I carefully sit up and move to a kneeling position. “Yes, Mistress.”
“Don’t do that.”
“Don’t do what?” I stare hard at the bright red of the cushion in front of me. “You want me to stop talking and stop pushing, right? Here I am, being obedient.” Why am I so angry? I should be happy that she’s reestablishing the proper boundaries between us, reminding us of our respective roles. I didn’t expect to need that reminder as much as she apparently does. That must be why I’m furious. It’s certainly not because she’s shutting me out.
She presses a single finger to my chin and guides my face up until I meet her gaze. “We’re not through talking.” Without looking away from me, she reaches to the middle of the table and presses the button to summon the server.
He arrives a few minutes later, bringing in our food, replacing our pitcher of water, and disappearing just as quickly. I pick up my fork, but I’ve lost anything resembling an appetite. It’s so tempting to put the utensil d
own and just drink some more wine, but I can practically hear Allecto’s voice in the back of my head.
You want to defeat a warrior, Aurora? You have to train like one; and that includes eating.
A rousing pep talk when I was twenty-two.

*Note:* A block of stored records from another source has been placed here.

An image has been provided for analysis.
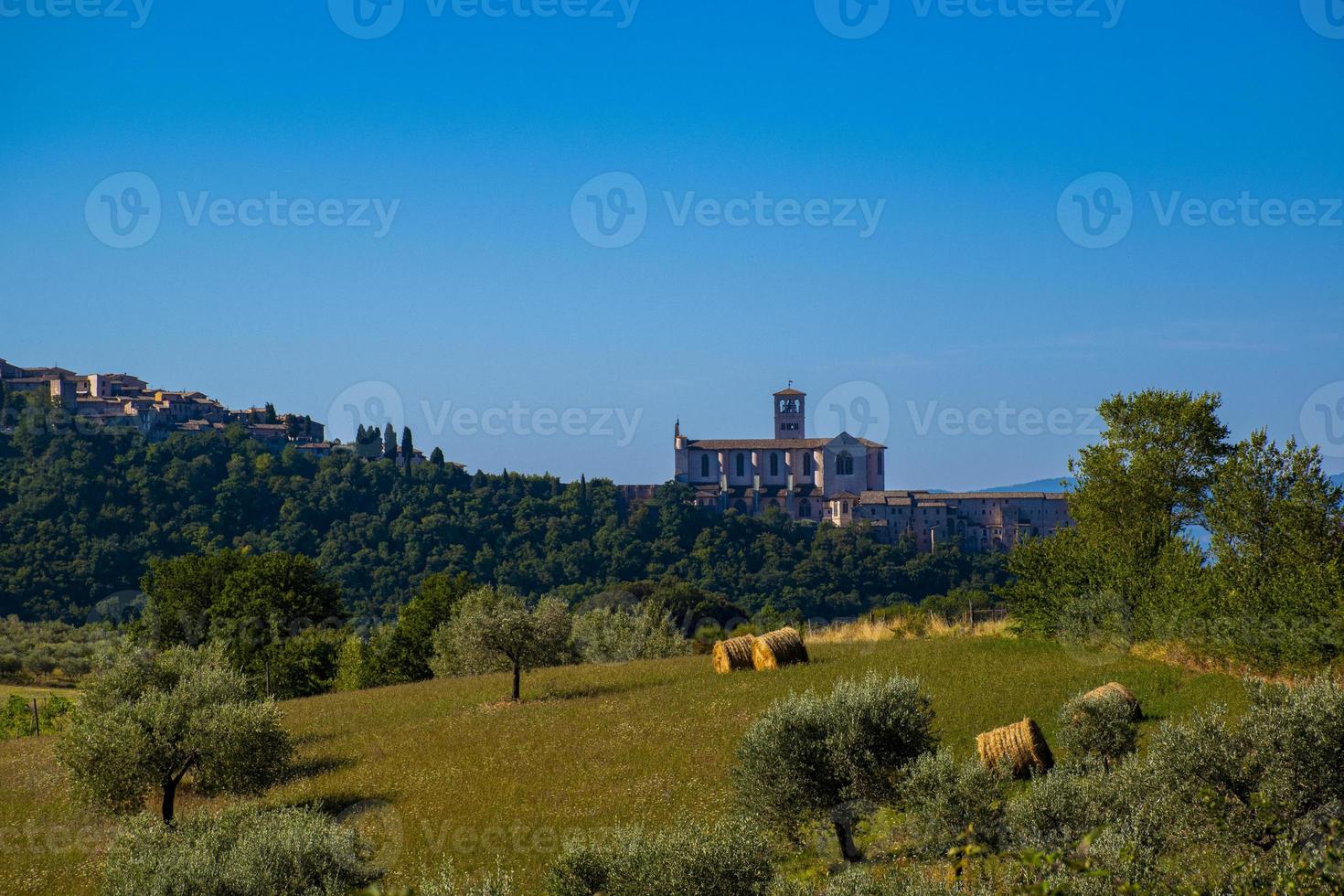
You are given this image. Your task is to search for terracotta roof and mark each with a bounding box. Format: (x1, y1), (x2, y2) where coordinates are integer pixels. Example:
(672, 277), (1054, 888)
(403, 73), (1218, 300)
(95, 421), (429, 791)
(687, 437), (887, 452)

Now she just shoves extra protein on my plate any time she catches me during a meal. It’s annoying and endearing in equal measure, and with that in mind, I start working on the chicken scattered throughout the salad. “If we’re not finished talking, what are we talking about?”
“I would have thought it was obvious.” Malone cuts her chicken like she does everything else—with precise violence. “We’re going to talk about you.”
15
Malone
Aurora is no rabbit, but she certainly impersonates one when she’s backed into a corner. She freezes, and her eyes go wide. “Me? What could you possibly want to know about me that you don’t already?”
I eat a bite of chicken slowly before speaking again. “We’ve established that the innocent act doesn’t work on me. Try again.” It shouldn’t irritate me that she keeps throwing up shields, treating me like every other one of her patrons. Maybe it wouldn’t have before I forgot myself and told her too much about Sabine Valley and my family, though I doubt it. Aurora gets under my skin like no one else I’ve ever met, and I crave the truth of her.
She eats for several long moments, and I can practically see her considering and discarding strategies to react in a way that will get her what she wants. Which is obviously not to talk about herself.
If I weren’t already determined to find out more about this woman, her resistance would only pique my curiosity further. I focus on my meal but watch her out of the corner of my eye. I have thousands of questions about this woman, but best to start with a relatively simple one. “You’ve been in the Underworld for nine years.”